The Big Data Visualization Conundrum

24 Sep

Businesses have been analyzing and evaluating data for as long as we can remember. Whether it’s combing through spreadsheets of financials or using complex algorithms and applications. Today, the latter is more common, and data is a major part of daily business around the world. It can be the deciding factor on when to launch a new product or can be the reasoning behind raising or lowering prices – among many other things. As businesses collect more and more data from more and more sources, often in real time, it is becoming increasingly difficult to analyze, evaluate, and visualize in order to quickly make critical business decisions.

The buzz word these days when it comes to business intelligence and analytics is ‘Big Data’. Big Data refers to the amount of data being stored, the type of data being stored, and the speed at which it is obtained. Not only are people interconnected now more than ever, but different devices are as well. It is important for certain businesses, such as Internet based, to know what type of devices their customers are using, how often, and how they interact with those devices. On top of that, they are collecting data from a number of different sources. Perhaps they push out a few blocks of content across different platforms, have several landing pages and ad sources, or have data being retrieved from social media outlets. This data is not only difficult to store, it is difficult to make sense of.

One main reason this data is difficult to visualize is the variety of data. Many businesses ask themselves, “How do we store this data? How will we analyze?”. The traditional relational databases such as SQL have limitations in this regard, and often require a unique skill set in order to visualize complex data, although it has been found that the increased need for analytics in general (not necessarily Big Data) has boosted the use of SQL. There are also NoSQL databases, which do not store data in a relational model, and instead focus on storing and pulling data using other types of schema that are more favorable to the variety and speed at which that data is obtained.

It is starting to sound as if Big Data may be more trouble than it’s worth. However, this couldn’t be further from the truth. The problem lies in the fact that many businesses just don’t have the proper tools, or don’t understand how to make sense of the complex data. This brings us to the three main quandaries, or the three “V’s” as some call it, of Big Data. Variety, Velocity, and Visualization.

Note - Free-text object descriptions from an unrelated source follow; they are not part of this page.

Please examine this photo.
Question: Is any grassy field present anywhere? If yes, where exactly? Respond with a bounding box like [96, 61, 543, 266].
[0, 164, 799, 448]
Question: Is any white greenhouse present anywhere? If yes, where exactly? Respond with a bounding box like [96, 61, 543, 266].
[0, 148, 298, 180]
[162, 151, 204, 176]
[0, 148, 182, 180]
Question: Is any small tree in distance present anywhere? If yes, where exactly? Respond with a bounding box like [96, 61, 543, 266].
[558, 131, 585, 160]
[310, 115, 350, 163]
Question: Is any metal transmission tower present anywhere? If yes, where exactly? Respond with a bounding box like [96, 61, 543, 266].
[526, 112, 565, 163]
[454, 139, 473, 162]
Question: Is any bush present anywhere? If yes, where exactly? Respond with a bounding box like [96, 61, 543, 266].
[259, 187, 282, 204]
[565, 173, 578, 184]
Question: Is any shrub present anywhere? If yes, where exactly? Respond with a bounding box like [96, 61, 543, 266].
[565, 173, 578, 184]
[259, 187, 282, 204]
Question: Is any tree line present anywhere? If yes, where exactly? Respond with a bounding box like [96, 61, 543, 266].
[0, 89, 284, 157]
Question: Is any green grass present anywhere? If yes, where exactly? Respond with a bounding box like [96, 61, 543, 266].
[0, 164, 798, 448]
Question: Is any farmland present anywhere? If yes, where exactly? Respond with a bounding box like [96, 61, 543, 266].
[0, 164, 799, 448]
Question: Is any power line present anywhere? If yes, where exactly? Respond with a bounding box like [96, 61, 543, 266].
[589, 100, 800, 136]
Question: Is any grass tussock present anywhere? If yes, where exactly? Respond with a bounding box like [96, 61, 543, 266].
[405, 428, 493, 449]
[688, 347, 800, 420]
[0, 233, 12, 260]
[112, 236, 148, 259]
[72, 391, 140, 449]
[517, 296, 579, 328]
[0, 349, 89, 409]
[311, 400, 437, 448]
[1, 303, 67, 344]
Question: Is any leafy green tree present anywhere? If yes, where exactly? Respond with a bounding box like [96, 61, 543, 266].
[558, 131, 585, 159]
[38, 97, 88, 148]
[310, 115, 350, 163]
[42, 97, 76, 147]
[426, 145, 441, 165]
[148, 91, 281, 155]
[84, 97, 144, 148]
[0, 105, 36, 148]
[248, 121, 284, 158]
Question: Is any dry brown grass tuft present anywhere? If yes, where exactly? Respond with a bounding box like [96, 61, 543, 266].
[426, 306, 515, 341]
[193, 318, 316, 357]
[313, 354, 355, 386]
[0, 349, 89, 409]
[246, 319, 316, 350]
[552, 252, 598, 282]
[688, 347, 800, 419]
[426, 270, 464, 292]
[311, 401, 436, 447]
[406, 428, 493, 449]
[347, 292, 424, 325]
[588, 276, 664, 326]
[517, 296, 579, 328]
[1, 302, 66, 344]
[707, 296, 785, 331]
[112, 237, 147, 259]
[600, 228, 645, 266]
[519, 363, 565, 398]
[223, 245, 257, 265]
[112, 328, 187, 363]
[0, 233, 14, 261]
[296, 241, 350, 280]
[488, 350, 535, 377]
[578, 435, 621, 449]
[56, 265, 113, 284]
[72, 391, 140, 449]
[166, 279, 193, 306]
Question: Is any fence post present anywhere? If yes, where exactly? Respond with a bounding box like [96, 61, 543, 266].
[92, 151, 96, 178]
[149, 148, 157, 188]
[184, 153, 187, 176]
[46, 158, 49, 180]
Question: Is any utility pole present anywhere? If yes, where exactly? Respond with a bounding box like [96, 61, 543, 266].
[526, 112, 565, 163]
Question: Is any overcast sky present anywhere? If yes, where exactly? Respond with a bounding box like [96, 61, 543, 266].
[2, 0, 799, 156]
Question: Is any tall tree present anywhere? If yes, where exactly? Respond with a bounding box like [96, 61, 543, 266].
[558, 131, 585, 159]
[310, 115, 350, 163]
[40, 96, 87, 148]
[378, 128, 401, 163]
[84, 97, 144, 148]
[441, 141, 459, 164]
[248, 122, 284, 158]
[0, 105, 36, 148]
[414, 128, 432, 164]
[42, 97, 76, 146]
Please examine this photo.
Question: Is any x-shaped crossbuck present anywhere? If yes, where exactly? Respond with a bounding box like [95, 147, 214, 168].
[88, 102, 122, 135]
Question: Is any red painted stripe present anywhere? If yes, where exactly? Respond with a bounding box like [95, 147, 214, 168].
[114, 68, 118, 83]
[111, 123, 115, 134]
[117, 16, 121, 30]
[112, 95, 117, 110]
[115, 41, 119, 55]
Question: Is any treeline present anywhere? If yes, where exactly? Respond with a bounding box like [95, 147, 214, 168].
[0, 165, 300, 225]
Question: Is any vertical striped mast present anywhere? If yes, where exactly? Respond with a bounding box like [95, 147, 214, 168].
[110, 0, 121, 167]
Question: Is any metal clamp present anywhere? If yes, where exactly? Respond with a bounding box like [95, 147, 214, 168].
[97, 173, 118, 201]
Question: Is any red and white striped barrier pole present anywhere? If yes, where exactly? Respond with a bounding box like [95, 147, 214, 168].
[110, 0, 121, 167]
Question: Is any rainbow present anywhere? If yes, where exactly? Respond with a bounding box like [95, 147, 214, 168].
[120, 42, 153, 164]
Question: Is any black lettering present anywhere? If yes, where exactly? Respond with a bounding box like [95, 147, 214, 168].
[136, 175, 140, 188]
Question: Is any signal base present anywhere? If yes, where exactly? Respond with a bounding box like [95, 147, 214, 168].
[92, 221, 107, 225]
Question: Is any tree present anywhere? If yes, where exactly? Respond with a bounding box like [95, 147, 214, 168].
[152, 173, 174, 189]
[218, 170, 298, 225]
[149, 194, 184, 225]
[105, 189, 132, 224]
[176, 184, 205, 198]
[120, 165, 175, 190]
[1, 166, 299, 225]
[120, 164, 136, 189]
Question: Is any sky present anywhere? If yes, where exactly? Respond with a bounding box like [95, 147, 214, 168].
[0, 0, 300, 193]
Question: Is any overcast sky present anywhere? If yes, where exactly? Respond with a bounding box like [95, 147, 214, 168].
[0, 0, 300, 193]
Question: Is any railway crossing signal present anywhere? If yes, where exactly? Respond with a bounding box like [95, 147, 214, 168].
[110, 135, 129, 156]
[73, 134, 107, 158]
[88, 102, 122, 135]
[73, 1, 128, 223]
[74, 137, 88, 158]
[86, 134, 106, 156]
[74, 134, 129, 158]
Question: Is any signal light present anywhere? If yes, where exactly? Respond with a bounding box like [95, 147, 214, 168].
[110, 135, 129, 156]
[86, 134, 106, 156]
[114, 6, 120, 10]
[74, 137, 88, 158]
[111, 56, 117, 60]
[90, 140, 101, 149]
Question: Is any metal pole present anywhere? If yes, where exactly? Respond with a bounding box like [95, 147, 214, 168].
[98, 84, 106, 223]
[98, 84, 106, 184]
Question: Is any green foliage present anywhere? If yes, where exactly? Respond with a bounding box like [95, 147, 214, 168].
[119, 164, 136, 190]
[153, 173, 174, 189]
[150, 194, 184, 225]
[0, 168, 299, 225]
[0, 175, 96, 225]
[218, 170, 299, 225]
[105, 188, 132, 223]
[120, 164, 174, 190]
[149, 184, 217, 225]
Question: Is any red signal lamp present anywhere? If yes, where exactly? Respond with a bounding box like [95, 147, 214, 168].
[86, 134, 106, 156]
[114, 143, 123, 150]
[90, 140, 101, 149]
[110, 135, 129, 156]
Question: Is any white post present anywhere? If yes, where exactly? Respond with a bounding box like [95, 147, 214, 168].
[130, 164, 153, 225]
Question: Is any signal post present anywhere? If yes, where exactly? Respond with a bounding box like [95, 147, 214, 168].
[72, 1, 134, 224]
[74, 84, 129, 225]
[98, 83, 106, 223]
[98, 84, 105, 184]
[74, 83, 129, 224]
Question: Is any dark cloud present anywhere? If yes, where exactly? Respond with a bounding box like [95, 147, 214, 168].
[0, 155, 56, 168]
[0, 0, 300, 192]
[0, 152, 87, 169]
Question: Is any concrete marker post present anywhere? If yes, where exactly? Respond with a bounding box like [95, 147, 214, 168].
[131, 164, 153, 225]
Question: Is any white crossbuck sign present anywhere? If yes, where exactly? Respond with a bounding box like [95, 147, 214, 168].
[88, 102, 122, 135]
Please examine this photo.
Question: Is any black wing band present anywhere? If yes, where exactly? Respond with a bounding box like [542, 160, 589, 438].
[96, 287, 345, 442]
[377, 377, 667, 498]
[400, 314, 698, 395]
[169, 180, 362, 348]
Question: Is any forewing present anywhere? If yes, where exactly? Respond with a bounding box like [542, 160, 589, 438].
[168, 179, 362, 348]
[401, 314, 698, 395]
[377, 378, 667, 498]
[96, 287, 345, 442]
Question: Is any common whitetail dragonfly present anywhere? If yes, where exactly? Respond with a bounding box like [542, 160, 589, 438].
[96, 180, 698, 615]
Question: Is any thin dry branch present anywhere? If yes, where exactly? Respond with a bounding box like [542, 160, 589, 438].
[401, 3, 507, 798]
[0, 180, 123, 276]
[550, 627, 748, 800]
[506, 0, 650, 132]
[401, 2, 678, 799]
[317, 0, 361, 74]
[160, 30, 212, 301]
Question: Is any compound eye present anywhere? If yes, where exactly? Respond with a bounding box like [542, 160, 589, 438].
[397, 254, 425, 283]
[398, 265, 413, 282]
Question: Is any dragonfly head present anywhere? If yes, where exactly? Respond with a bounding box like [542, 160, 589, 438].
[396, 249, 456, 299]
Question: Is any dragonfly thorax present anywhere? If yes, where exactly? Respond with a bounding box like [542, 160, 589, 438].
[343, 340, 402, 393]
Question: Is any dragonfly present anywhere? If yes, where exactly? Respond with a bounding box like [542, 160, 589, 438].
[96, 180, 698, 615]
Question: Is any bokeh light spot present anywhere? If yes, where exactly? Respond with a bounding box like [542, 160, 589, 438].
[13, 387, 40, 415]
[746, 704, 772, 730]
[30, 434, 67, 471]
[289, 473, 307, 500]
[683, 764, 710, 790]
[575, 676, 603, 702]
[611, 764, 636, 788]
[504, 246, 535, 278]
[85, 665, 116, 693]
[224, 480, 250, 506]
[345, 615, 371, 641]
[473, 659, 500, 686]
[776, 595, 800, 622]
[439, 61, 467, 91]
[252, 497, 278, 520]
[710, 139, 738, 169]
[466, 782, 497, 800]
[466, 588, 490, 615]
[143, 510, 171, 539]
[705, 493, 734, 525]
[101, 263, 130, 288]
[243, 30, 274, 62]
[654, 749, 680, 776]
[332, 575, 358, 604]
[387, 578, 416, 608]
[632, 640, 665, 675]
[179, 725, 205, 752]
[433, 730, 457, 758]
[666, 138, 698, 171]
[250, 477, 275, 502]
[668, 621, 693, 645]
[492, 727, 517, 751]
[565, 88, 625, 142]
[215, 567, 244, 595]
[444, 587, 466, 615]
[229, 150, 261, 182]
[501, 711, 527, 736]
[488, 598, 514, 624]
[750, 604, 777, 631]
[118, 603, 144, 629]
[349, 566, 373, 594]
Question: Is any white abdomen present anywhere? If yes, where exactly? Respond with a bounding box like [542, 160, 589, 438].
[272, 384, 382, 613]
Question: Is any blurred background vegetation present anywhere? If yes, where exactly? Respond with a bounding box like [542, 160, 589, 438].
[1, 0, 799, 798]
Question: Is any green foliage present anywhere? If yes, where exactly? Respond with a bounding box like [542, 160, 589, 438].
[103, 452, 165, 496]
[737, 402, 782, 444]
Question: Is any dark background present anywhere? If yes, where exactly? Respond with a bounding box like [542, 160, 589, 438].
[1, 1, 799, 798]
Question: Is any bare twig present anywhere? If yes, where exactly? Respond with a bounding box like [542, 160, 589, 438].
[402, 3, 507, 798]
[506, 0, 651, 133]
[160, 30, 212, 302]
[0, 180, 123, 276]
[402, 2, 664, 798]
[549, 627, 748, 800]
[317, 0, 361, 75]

As we said earlier, there is a ton of variety when it comes to Big Data. You’re now collecting data from a ton of different sources, and it may come in a number of different forms. You might be trying to determine the emotional reaction of a customer based on where that person clicked on a page. Or you could be trying to determine whether your brand is getting a positive or negative reaction on social media. Taking it a step further, employees may store data in a PDF or other document, the IT department stores log files and have automated data feeds for managing critical equipment, the sales staff stores customer preferences and sales history. The marketing team stores data, the sales team stores data, the support team stores data, the IT staff stores data – and it’s all critical to decision makers in some way. The sheer volume of this data can be overwhelming, but make no mistake it can make a huge difference in the success of a business.

On top of the pure volume and variety of data is the speed at which it is obtained. A Tweet can be re-tweeted hundreds of times in the matter of seconds. An article can be read by thousands in just a few minutes, and employees are storing more and more documents by the day. On one hand it is difficult for companies to control the flow of data pouring in, as it often comes from outside sources. However, the fact that these companies can now receive this data in a real-time fashion allows them to make real-time analysis. Something that has become a driving force for many companies around the world.

Finally, once you have found a place to store all your data that your constantly retrieving you must find a way to present this data in a way that people can understand. In other words, you must visualize this data. This is perhaps the most difficult thing to accomplish. You could go with your basic instincts which are combing through the data looking for trends, outliers, and the like. Conversely, a simple pie chart or line graph is no longer sufficient to fully understand what your data means. This is especially important as you have many different skill sets and needs throughout the organization. What might make sense to someone on the business intelligence side, may not make sense to someone in sales, for instance. Finding a way to visualize this data different ways, or in a way that is understandable by all, is the hardest part. Due to the granularity of Big Data one must be able to delve in and find the information that is most important to them – and make sense of it.

Luckily, there are an increasing number of options out there to store and analyze Big Data, as well as an increasing number of people who specialize in this field. In fact, it is Big Data that drives the creation of more robust and easy-to-use tools that can store, analyze, and visualize Big Data sets. Companies like IBM, Amazon, and Cloudera provide tools for analyzing Big Data; and there are a number of open source options such as Hadoop and MongoDB. In short, Big Data is getting bigger – in a good way. The more businesses collect and use Big Data the more options there will be to analyze and visualize it. That’s great news for the business intelligence community.